One&Only Moonlight Basin redefines mountain luxury
- 77 Roosevelt Rd, Big Sky, MT 59716 | Opened November 2025
High above Big Sky, One&Only chose an 8,000-acre private playground flanked by Lone Mountain, Fan Mountain and the Spanish Peaks for its first North American resort. Olson Kundig’s low-slung timber and glass volumes hold 73 oversized rooms and 19 freestanding cabins, all oriented toward peaks, fireplaces and soaking tubs rather than base-area chaos. A private heated gondola whisks guests to 5,800 acres of ski terrain, then back to an Augustinus Bader spa and six restaurants, including Akira Back’s Japanese-Korean outpost. In summer, the focus swings to fly-fishing, horseback rides and Yellowstone excursions, positioning Moonlight Basin as a year-round alpine base camp at the top of the market.
Naples Beach Club, A Four Seasons Resort, arrives on the Gulf Coast
- 801 Gulf Shore Blvd N, Naples, FL 34102 | Opened November 2025
Where the old 1946 Naples Beach Hotel once hosted generations of snowbirds, a billion-dollar Four Seasons compound now stretches across 125 acres and 1,000 feet of sand.
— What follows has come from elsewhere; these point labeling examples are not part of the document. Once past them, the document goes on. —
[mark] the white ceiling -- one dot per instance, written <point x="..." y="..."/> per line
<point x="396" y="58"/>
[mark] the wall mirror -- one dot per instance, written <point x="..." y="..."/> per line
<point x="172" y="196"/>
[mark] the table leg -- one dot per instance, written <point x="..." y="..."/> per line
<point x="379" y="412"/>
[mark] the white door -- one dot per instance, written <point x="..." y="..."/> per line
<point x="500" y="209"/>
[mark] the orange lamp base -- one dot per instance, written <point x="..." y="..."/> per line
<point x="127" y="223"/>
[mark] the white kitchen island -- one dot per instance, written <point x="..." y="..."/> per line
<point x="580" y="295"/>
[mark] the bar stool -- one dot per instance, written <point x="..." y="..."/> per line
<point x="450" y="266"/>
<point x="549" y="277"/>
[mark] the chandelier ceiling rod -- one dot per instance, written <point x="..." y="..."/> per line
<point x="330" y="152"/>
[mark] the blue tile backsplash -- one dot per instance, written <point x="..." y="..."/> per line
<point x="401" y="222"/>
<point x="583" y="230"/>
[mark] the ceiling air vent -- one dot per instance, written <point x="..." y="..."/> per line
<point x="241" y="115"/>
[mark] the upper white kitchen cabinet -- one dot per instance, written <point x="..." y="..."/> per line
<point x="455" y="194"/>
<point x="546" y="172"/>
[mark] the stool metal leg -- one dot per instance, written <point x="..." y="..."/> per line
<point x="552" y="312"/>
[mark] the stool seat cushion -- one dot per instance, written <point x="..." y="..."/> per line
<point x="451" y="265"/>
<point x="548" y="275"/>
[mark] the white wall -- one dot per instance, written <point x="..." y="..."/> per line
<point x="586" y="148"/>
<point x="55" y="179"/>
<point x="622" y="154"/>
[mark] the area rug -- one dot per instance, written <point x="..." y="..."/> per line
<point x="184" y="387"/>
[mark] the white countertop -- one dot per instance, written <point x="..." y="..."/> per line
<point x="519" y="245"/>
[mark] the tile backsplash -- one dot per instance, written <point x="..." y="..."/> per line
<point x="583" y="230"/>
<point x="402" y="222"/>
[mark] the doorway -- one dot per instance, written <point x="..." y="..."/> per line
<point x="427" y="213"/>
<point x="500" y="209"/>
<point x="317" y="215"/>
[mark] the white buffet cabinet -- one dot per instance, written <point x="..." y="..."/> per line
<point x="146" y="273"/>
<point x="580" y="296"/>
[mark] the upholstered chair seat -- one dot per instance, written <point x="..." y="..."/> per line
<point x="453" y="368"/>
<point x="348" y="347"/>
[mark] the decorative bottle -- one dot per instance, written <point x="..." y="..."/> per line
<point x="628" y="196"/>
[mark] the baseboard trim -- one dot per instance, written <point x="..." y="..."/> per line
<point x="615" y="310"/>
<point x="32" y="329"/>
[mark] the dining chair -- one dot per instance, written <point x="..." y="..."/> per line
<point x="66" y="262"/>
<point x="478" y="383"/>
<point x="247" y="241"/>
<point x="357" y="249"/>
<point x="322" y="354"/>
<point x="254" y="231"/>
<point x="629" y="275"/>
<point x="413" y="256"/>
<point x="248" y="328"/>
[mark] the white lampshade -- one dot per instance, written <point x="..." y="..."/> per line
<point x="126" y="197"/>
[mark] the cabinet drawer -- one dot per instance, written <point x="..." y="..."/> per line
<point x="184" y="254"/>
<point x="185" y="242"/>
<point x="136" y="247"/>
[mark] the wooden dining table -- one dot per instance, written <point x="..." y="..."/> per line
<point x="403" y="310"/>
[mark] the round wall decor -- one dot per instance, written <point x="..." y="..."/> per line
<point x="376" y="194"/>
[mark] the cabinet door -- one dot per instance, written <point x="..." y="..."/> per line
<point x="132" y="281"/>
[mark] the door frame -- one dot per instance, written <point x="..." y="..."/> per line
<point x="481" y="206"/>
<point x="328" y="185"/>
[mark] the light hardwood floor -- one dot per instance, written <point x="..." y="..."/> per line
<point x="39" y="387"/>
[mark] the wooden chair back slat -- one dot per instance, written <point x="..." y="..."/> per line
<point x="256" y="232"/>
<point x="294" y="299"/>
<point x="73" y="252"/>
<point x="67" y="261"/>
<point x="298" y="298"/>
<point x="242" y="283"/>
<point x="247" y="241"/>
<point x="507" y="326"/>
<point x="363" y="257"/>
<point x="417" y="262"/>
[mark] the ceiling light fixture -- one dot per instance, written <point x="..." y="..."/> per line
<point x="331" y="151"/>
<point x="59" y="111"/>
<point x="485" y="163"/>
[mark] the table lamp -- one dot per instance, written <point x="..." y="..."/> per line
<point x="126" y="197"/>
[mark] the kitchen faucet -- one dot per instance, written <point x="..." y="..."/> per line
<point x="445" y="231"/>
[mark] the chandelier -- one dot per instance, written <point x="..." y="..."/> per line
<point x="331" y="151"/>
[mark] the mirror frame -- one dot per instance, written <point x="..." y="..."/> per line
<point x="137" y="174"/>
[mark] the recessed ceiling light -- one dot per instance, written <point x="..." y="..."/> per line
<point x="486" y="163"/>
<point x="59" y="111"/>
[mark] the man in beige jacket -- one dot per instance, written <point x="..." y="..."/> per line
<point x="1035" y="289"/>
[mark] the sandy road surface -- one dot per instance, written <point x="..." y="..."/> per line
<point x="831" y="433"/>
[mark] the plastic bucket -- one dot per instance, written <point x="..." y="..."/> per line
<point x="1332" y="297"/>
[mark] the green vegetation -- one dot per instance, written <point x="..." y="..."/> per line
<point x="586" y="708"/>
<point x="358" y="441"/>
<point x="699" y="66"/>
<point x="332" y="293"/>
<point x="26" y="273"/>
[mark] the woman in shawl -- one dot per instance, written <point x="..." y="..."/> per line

Champalimaud’s 220 rooms and suites skew large, all pecky cypress, pale textiles and balconies set up for golden-hour rituals. The two-level Sanctuary Spa, with its rooftop lap pool, makes recovery days feel nonnegotiable rather than optional. On the culinary side, Gavin Kaysen’s Merchant Room and a refreshed HB’s on the Gulf restaurant compete with the sunset for attention. Add a forthcoming Tom Fazio course and branded residences, and you have the new point of reference for Gulf Coast resort life.